Research
Introduction
Figure 1. Mugshots of newly hatched Drosophila larvae showing the pattern elements along the anterior-posterior (AP) and dorsal-ventral (DV) axes. In both panels anterior is at top. Left panel - the ventral surface of the embryonic cuticle faces forward. Right panel - ventral is left, dorsal at right.
The long-term focus of our lab has been to understand how a single cell, the fertilized egg, develops into a multicellular organism with defined anterior-posterior and dorsal-ventral polarity and a huge variety of differentiated tissue types. In our studies we use the fruit fly, Drosophila melanogaster, which has proven to be an extremely powerful system for genetic, molecular and biochemical analysis of development. Many of the genes and pathways required for Drosophila development have been conserved throughout evolution and thus, many of the findings from Drosophila research have direct relevance to human development and health. For example, the pathway that determines dorsal-ventral polarity of the Drosophila embryo involves a cascade of serine proteases very similar to the one that regulates blood coagulation in humans. Similarly, the receptor that is required for establishing the terminal regions along the anterior-posterior axis of the embryo belongs to the receptor tyrosine kinase family, members of which are implicated in human development and disease, including cancer.
The Drosophila embryo develops very rapidly - a first instar larva (Figure 1) hatches out of the fertilized egg after only 24 hours of development. To jump start embryonic development, the mother fills the developing egg with RNA and protein molecules that are poised to act during embryogenesis. These maternally expressed RNAs and proteins provide the patterning information that tells the embryo which side is ventral and which dorsal, which end is anterior and which posterior, and where along the anterior-posterior axis its head, thorax, abdomen and tail should form.
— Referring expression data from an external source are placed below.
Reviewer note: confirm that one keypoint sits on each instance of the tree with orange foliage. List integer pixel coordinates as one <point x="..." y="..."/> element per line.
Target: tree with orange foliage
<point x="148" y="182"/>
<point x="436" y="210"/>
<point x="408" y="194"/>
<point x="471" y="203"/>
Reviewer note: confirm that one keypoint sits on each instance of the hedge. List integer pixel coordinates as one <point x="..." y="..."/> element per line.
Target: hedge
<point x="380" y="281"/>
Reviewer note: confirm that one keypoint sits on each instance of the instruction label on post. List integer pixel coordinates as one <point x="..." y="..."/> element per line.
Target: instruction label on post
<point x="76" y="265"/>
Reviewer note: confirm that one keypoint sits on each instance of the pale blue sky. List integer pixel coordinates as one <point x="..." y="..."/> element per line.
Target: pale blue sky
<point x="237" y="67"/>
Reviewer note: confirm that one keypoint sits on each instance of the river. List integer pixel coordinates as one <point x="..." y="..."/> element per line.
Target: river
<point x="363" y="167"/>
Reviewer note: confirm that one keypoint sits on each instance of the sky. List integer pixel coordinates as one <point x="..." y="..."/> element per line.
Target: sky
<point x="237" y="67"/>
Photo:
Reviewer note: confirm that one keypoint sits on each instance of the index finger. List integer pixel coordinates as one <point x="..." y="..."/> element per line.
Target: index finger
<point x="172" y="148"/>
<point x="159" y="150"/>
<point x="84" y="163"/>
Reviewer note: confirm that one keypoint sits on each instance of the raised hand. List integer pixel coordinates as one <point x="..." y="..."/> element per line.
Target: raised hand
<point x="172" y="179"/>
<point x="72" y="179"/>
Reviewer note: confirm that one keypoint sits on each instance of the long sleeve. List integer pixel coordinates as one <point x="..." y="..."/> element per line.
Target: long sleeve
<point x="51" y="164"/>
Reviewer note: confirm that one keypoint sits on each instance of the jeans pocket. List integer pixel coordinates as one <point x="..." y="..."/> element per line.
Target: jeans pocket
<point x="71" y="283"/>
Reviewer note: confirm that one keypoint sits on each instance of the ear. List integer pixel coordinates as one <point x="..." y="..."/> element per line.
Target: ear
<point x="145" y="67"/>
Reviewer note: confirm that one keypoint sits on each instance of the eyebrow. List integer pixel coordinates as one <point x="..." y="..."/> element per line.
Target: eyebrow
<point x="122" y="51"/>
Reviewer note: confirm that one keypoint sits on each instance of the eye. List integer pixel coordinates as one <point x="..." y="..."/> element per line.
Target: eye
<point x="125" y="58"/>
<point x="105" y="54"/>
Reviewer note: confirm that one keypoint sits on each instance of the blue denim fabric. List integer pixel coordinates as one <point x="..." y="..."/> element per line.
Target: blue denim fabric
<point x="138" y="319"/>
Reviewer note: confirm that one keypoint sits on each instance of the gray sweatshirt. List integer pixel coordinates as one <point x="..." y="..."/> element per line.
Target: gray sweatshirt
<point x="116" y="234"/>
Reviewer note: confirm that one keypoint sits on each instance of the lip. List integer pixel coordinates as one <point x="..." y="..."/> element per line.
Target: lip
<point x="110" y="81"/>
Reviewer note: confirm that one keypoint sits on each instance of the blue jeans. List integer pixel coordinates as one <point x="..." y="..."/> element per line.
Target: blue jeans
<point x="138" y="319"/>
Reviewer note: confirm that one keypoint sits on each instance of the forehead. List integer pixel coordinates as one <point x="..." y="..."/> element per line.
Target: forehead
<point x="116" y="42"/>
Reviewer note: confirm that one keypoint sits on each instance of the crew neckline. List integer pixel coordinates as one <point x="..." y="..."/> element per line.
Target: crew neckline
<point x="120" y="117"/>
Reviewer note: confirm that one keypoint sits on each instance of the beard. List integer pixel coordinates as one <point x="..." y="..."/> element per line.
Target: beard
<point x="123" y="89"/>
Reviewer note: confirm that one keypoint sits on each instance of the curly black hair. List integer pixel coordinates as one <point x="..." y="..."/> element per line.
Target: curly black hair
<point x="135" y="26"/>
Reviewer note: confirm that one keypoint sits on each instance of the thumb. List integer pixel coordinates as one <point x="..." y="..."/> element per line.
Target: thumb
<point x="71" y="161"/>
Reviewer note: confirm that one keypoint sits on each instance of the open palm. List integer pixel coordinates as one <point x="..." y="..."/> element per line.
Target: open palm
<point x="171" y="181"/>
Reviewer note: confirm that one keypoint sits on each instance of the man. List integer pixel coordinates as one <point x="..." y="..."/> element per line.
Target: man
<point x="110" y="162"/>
Our lab has focused primarily on dorsal-ventral axis formation but we are also interested in the maternal pathway that regulates the development of the terminal regions of the Drosophila embryo.
The Dorsal-Ventral Pathway
Figure 2. A dorsalized embryo from a female that is homozygous for a dorsal group gene mutation.
Dorsal-ventral (DV) polarity of the Drosophila embryo depends upon the activity of a group of maternally expressed genes known as the dorsal group. Females homozygous for loss-of-function mutations in any one of these genes will produce embryos that lack DV polarity and in which the fate of all cells is dorsal - these embryos exhibit a dorsalized phenotype (Figure 2). A key event in the formation of DV polarity in the Drosophila embryo is activation of the receptor encoded by the Toll gene. The Toll receptor bears similarity to several types of human receptors and although Toll is distributed uniformly in the embryonic membrane, it is activated only on the ventral side of the embryo. Ventrally restricted activation of Toll is essential for establishing the DV axis. A central and long-standing goal of our work has been to understand how spatially specific Toll activation is achieved.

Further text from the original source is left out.